Adolf Krössing (5 January 1848 – 28 January 1933) was a German Bohemian operatic tenor, stage director, and actor of both the stage and film. Possessing a smaller voice, Krössing impressed audiences not with his vocal prowess but with his dramatic gifts. A master of improvisation and comic timing, he excelled in character roles. He is particularly remembered for creating roles in several world premieres by Bedřich Smetana and Antonín Dvořák.[1]


Krössing was born in Prague, the son of a German father and a French mother. He was brought up in an entirely German environment, being schooled by German tutors and speaking primarily German at home. His father wanted Krössing to become a lawyer, but his own proclivities lay towards the theatre. Under the advice of a friend, he began taking singing lessons with František Vogl in Prague. Shortly thereafter he began appearing in stage plays in that city.[1]

Krössing made his first singing appearances in concerts at the Pilsen Theatre. His performances attracted the attention of František Saak, the director of the Provisional Theatre in Prague. Saak offered him an opera contract and in December 1870 Krössing made his professional opera debut in Gaetano Donizetti's Lucrezia Borgia. In September of that same year he played Wenzel in the premiere of the final version of Bedřich Smetana's opera The Bartered Bride, a role which he would repeat often throughout his career. His portrayal in this production impressed Smetana, and Krössing was soon invited to join his group of artists that would later be established at the Prague National Theatre.[1]
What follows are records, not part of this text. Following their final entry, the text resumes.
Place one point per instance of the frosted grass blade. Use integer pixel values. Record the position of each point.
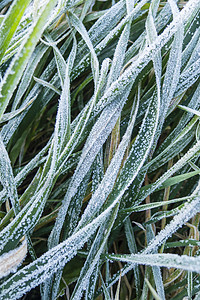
(162, 260)
(15, 70)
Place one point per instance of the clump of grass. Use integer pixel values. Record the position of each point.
(99, 160)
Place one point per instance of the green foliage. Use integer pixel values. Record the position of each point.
(99, 160)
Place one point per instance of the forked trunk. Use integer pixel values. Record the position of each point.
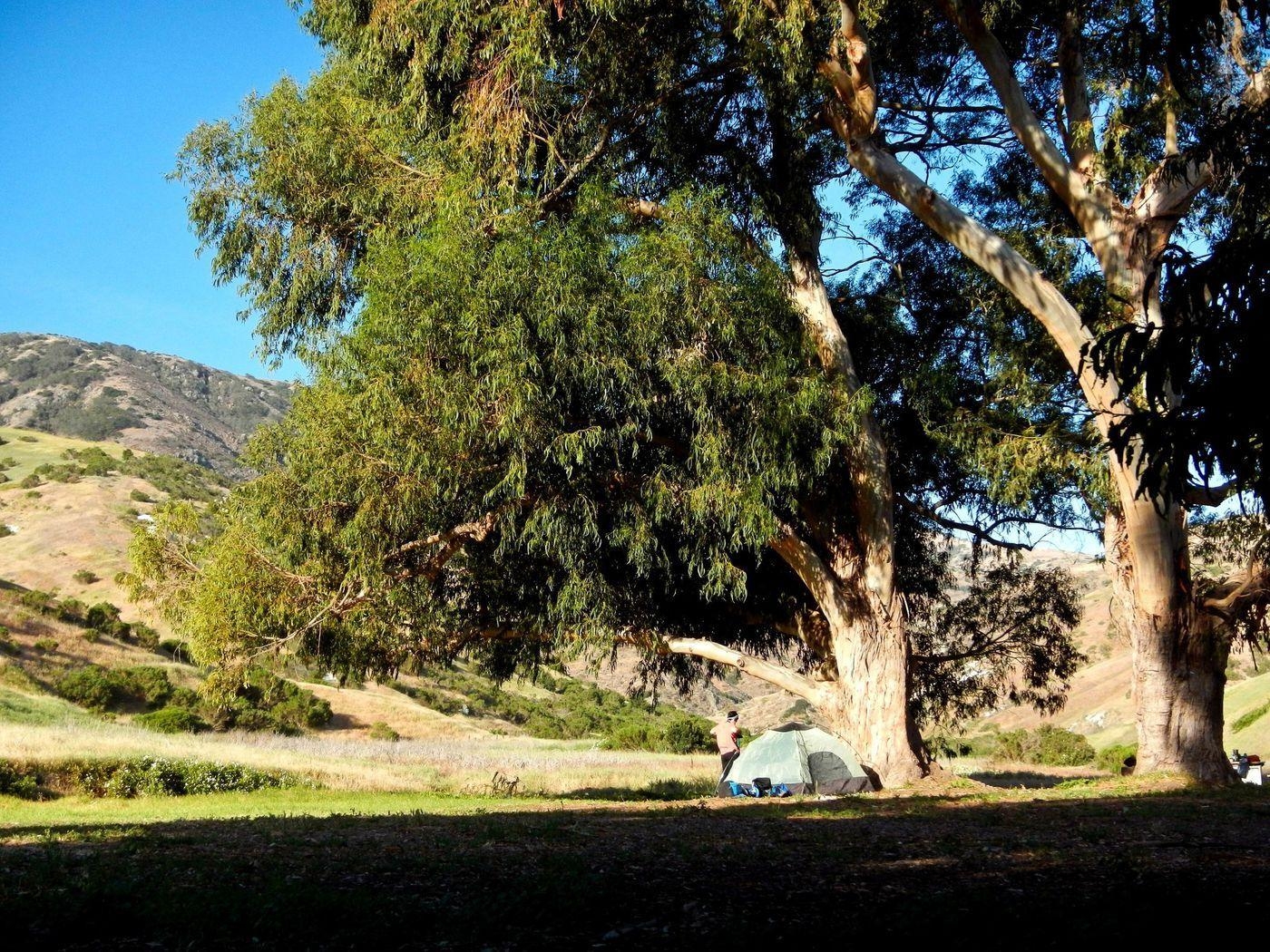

Krössing performed with Smetana's group of artists at the Nové České Divadlo (New Czech Theatre) up until 1881 when the National Theatre opened. He continued to appear at that house in operas, operettas, plays, and even the occasional ballet up until 1914. While there he portrayed over 300 roles, both large and small, in well over 4,000 performances. He was also active as a stage director for plays and operas at the theatre from 1890 until his retirement.[1]

Krössing notably appeared in several world premieres during his career. He sang in two premieres of operas by Smetana, singing Skřivánek in The Secret (1878) and Michǎlek in The Devil's Wall (1882). He also sang in the premiers of five operas by Antonín Dvořák; the roles of Jean in The Cunning Peasant (1878), Toník in The Stubborn Lovers (1881), Benda in The Jacobin (1889), the Gamekeeper in Rusalka (1901), and Sven in Armida (1904). He also portrayed the role of Adam Ecl in the first production of Karel Kovarovic's The Dogheads on 24 April 1898.[1]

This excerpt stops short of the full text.